GitHub - NGWPC/auto-eval-coordinator: The coordinator is the entry point to the evaluation pipeline. It takes a gpkg containing either a polygon or multipolygon geometry and then uses that to run and monitor batch jobs for each step along the evaluation pipeline for all the polygons submitted by the user.

Autoeval Coordinator

Description

This repository contains an evaluation pipeline that works with HashiCorp Nomad to evaluate HAND generated extent flood inundation maps (FIMs) against benchmark FIMs. It takes a gpkg containing either a polygon or multipolygon geometry and then uses that to run and monitor batch jobs for each step along a FIM evaluation pipeline that evaluates flood scenarios for benchmark sources that intersect the AOI submitted by the user.

The repository also contains a directory tools/, that assists the user in running batches of evaluation pipelines, evaluating the results of a batch, and working with the Nomad API.
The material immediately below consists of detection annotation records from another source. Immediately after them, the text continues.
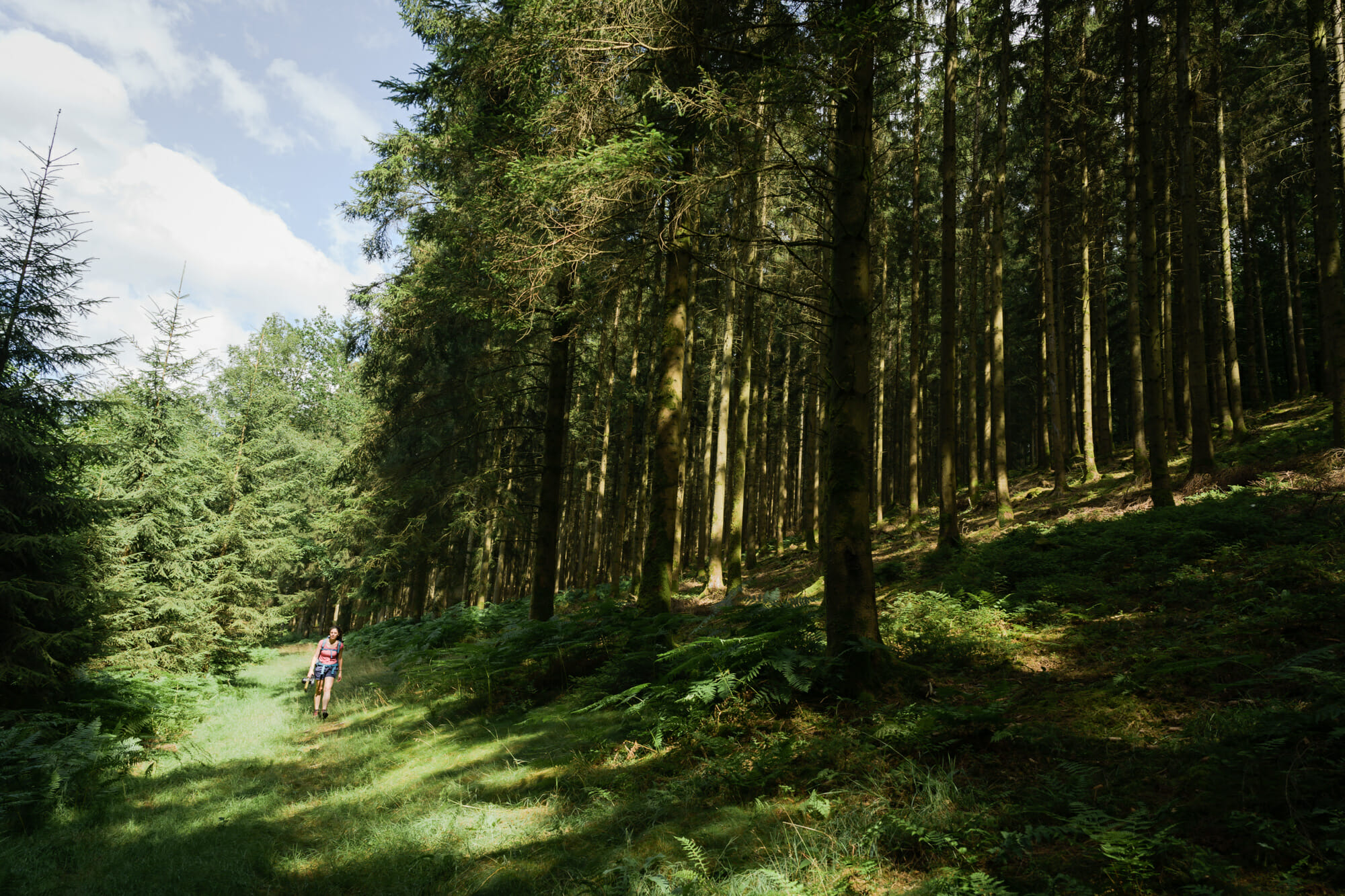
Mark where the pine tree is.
[101,292,222,673]
[0,124,112,706]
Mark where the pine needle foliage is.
[0,124,110,708]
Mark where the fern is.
[674,837,710,884]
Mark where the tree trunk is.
[1041,3,1069,498]
[639,195,691,615]
[1237,145,1275,405]
[1137,0,1174,507]
[1076,118,1102,483]
[1307,0,1345,448]
[1177,0,1215,477]
[822,0,882,690]
[939,0,962,548]
[990,0,1013,528]
[527,282,572,619]
[1213,0,1247,441]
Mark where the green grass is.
[7,402,1345,896]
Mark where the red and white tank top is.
[317,638,346,666]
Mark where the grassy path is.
[0,647,640,896]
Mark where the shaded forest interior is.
[0,0,1345,893]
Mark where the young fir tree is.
[0,132,110,706]
[101,293,219,673]
[202,315,359,661]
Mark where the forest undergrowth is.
[0,401,1345,896]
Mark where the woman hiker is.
[308,626,346,719]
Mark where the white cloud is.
[266,59,381,159]
[206,55,295,152]
[0,0,199,95]
[0,31,364,363]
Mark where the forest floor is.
[0,401,1345,896]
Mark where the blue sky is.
[0,0,429,366]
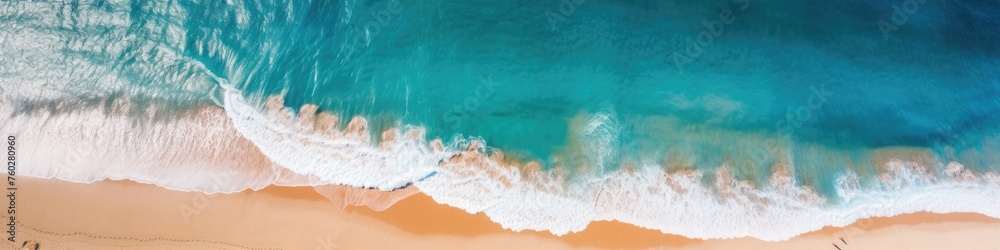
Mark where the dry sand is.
[3,177,1000,250]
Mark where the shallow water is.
[0,0,1000,241]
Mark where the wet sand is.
[3,177,1000,250]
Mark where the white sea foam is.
[7,82,1000,240]
[217,89,1000,240]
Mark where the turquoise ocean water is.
[0,0,1000,240]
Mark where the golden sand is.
[4,177,1000,250]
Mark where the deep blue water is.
[15,0,1000,197]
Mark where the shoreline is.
[13,177,1000,249]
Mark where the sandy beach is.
[4,177,1000,250]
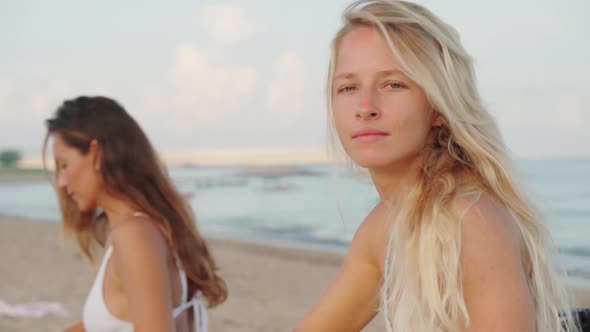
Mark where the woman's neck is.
[369,156,421,202]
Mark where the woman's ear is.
[90,139,102,172]
[432,111,446,127]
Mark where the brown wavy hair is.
[43,96,227,307]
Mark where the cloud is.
[266,52,306,114]
[0,79,12,117]
[199,5,256,46]
[171,44,257,114]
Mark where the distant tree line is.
[0,149,23,168]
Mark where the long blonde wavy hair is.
[327,0,577,331]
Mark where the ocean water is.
[0,159,590,282]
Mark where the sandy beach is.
[0,217,590,332]
[0,217,383,332]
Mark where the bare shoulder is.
[456,194,526,288]
[109,217,168,264]
[453,193,522,254]
[350,202,391,271]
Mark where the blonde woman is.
[297,0,577,332]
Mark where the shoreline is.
[0,216,383,332]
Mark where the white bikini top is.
[82,246,207,332]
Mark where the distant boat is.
[180,191,193,201]
[262,182,296,192]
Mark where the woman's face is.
[53,134,102,212]
[331,26,435,169]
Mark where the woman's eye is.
[387,82,403,89]
[338,85,355,93]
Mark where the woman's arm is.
[295,206,383,332]
[64,322,86,332]
[461,195,536,332]
[111,220,174,332]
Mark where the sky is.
[0,0,590,158]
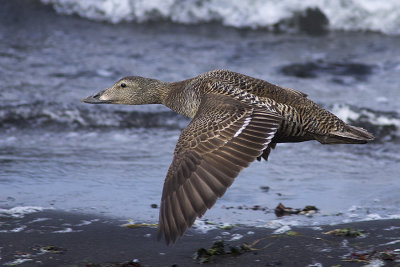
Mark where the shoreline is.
[0,210,400,266]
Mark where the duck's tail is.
[315,124,375,144]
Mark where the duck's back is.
[203,70,373,144]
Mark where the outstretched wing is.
[158,94,281,244]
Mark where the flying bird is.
[82,70,374,244]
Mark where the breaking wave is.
[41,0,400,35]
[0,102,400,142]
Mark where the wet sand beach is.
[0,210,400,266]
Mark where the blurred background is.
[0,0,400,228]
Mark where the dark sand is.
[0,211,400,266]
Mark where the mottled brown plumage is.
[83,70,374,243]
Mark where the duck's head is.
[82,76,163,105]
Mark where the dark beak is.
[81,90,112,104]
While the current evaluation pipeline is primarily designed to generate HAND FIM extents or depths and then evaluate these against relevant benchmark sources it is possible that more pipelines will be added in the future to allow for evaluations of more types of FIMs or for different types of FIM evaluations.

Getting Started Locally

Create .env file
Run mkdir -p ./.data/nomad/data
Build the local Nomad server image with docker build -t local-nomad-server:latest -f ./local-nomad/Dockerfile ./local-nomad
Run docker compose -f docker-compose-local.yml up
Register Jobs (see ./local-nomad/README.md)
Load the test stac data by running ./testdata/benchmark/load-test-stac-data.sh
Create required container images from autoeval-jobs repo. Once cloned the autoeval-jobs repo and inside it, execute docker build -f Dockerfile.gval -t autoeval-jobs-gval:local . && docker build -t autoeval-jobs:local .
Build the container image inside this repo with docker build -t autoeval-coordinator:local .
Obtain AWS credentials for the NGWPC fimc-data bucket that give read privileges to bucket objects. This is necessary to allow loading masking dictionaries for the agreement job.
Make sure your host machine's shell has the correct NOMAD_ADDR variable set. For working locally NOMAD_ADDR="http://localhost:4646". This is mostly important for running commands using the Nomad CLI program.
Dispatch a pipeline job through Nomad UI or API (see example below)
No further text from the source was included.